Özellikle Colemêrg bölgesinde çok büyük sorunlarla karşı karşıya olduklarını ifade eden Baskın, kentte yargılananların polis ve askerlerin değil, hak ihlallerinin karşısında durmak isteyen sivil toplum örgütleri, siyasi parti yöneticileri ve avukatlar olduğunu söyledi. Kentte 2016 yılında ilan edilen sokağa çıkma yasaklarından bu yana devam eden eylem ve etkinlik yasaklarına dikkat çeken Baskın, “Kentte, herhangi bir hak ihlali için dışarı çıkıp demokratik hakkınızı kullanmak istediğiniz anda gözaltına alınırsınız. Bu türde yasaklar devam ettiği sürece tabi cezasızlık politikası devrede olacak. Sokağa çıkamıyoruz, biz olması gerekenleri insanlara anlatmak için sokağa çıktığımız anda gözaltına alınıyoruz. Onlarca insanımız zırhlı araçlar, polis ve asker kurşunuyla, işkenceyle katledildi. Bunun karşılığında ne aileler ne bizlere nede bir başkasına izahı olacak herhangi bir cümle söylenmedi. Bu tutum nedeniyle Kurdistan bölgesi çok büyük ölümlere gebe olacaktır. Aynı şekilde eğer cezasızlık politikası tüm karşı durmalara rağmen bu kadar fütursuzca olmaya devam ederse, maalesef Colemêrg’te yeni ölümlere de çok büyük gebedir” dedi. 

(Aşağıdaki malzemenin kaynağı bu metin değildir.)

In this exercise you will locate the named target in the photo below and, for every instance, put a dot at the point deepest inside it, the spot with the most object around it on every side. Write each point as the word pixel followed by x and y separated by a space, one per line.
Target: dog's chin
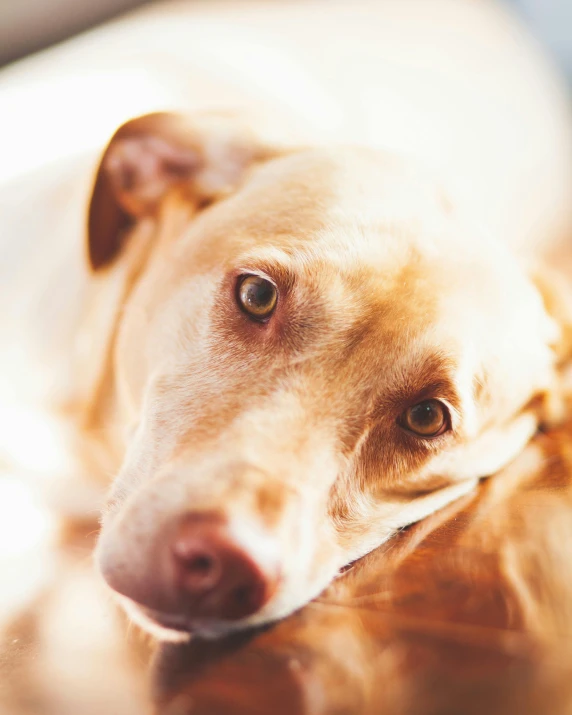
pixel 172 628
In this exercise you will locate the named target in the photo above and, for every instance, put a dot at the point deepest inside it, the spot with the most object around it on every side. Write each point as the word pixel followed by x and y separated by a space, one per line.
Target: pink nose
pixel 197 571
pixel 217 576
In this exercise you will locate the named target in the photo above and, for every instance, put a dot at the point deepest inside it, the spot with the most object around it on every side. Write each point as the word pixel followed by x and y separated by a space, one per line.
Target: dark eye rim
pixel 244 275
pixel 447 425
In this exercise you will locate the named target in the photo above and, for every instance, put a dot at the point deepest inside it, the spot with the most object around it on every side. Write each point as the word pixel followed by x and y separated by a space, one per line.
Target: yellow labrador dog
pixel 283 350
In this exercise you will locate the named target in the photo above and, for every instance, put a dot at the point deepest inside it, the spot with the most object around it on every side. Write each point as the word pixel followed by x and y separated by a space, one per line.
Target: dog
pixel 284 353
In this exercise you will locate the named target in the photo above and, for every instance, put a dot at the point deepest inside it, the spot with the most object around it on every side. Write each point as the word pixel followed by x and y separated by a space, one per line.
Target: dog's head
pixel 315 350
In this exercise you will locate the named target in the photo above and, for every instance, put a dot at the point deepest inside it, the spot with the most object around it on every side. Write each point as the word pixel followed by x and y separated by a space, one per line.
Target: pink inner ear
pixel 143 168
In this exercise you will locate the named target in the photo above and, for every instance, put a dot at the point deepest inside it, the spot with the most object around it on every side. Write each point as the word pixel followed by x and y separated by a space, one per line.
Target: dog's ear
pixel 556 294
pixel 205 157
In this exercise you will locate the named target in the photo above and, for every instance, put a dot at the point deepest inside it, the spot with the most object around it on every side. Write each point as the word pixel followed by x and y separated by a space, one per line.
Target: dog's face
pixel 323 355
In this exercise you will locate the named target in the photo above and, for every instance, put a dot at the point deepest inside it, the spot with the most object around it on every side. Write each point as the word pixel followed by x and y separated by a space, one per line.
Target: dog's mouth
pixel 175 627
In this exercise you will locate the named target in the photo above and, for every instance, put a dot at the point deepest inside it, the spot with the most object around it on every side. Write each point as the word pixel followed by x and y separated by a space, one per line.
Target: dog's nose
pixel 198 569
pixel 216 577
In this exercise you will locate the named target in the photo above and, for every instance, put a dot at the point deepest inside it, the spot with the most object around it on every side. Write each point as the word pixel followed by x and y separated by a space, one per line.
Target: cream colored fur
pixel 409 260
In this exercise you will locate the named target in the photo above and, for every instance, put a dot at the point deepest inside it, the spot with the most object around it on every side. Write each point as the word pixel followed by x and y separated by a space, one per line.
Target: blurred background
pixel 30 25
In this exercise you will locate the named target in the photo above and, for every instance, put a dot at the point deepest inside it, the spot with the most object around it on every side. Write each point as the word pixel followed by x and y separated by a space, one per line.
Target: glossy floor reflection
pixel 467 612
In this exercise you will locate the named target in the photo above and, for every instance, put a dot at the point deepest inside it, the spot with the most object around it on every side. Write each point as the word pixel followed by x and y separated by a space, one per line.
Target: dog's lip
pixel 172 621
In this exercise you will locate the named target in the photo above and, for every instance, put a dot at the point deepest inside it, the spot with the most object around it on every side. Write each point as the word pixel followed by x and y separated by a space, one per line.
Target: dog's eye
pixel 257 296
pixel 429 418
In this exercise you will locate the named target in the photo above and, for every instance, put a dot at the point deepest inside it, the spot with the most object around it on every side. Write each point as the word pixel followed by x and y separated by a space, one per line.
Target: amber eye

‘ÖLMEYECEĞİNİZİN GARANTİSİ YOK’

“Kurdistan’da bu olayların bir daha yaşanmaması için bütün benliğimizle savaşmaya hazırız” diyen Baskın, hukukun tamamen işletilmesini talep etmenin en temel hakları olduğunun altını çizdi. Baskın, “Kurdistan özelinde Colemêrg’te hiç kimsenin yaşama dair güveni yok. Burada her ne görüşte olursanız olun, hız yapan bir zırhlı aracın altında kalırsanız mutlaka takipsizlik gibi bir sonuçla karşılaşacaksınız. Eğer bugün çocuklarınızla beraber sınır hattına dolaşmaya çıkarsanız ve bir asker kurşunuyla öldürülseniz, ‘Şahsı PKK’li sandım, onun için ateş ettim’ der, bu şekilde bir cezasızlık duvarı örülür. Colemêrg ve ilçelerinde çocukların yaşam hakları sınırlı. Bugün Colemêrg’te kapının önüne çıktığınız anda bir kurşunla öldürülmeyeceğinizin garantisi yoktur” diye konuştu.